Perché ogni bomba che cade oggi in Libano non è mai solo un atto militare. È un’eco. Un ritorno. Una ripetizione.
È Sabra e Shatila che non è mai finita.
È Beirut che continua a essere terreno di prova.
È un Paese che non riesce mai a uscire dalla condizione di bersaglio.
E allora il punto non è più solo geopolitico. È morale.
Il mondo ha già visto cosa accade quando si lascia che la logica della rappresaglia diventi sistema. Ha già visto cosa accade quando si tollera che un governo, qualunque governo, trasformi la propria crisi in aggressione esterna.
Continuare a osservare senza intervenire — diplomaticamente, politicamente, con strumenti concreti di pressione — significa accettare che il Libano resti una zona franca della coscienza internazionale.

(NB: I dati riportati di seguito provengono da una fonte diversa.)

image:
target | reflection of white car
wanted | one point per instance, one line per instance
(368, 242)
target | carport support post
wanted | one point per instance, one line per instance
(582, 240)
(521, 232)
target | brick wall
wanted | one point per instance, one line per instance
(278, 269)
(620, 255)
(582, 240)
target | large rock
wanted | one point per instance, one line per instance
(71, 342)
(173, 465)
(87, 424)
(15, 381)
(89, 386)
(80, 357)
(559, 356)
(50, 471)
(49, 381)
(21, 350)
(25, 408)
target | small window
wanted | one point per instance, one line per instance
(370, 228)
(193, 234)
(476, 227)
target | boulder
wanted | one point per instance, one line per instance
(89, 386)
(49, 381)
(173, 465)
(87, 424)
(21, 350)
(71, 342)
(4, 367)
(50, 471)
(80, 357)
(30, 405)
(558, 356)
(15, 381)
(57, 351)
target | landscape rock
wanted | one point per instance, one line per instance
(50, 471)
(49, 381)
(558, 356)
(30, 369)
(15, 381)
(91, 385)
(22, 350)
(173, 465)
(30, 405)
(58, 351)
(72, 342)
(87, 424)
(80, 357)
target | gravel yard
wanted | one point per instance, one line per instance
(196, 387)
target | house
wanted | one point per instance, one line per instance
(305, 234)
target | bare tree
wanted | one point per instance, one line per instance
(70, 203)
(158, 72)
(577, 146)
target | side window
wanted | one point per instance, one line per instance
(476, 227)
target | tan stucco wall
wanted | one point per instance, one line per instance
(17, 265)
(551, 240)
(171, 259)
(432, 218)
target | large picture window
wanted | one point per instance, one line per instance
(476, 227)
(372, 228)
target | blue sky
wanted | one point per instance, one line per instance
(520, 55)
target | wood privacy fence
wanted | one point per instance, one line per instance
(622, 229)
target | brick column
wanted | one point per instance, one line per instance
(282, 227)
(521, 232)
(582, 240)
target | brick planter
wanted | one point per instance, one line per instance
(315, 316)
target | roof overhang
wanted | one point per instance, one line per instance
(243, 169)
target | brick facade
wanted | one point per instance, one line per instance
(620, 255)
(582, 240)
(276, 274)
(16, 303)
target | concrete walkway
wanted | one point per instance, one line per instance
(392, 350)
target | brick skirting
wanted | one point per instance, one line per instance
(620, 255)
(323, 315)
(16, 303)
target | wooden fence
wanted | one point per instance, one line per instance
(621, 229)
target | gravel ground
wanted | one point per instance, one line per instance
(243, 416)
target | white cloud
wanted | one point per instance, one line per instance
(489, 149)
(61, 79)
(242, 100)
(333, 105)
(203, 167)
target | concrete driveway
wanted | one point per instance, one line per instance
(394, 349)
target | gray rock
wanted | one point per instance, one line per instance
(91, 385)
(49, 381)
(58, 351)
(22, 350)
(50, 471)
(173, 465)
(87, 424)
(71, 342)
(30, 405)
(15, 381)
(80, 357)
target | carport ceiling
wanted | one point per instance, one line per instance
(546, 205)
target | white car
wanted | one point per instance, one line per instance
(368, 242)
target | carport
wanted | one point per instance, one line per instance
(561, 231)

E questo non è più sostenibile.
Perché ogni volta che si consente a un conflitto di scaricarsi sui civili, non si sta solo fallendo in Medio Oriente.
Si sta fallendo ovunque.
E soprattutto si sta sancendo un principio pericoloso: che la forza può sostituire il diritto.
Il Libano non può essere, ancora una volta, la discarica della storia.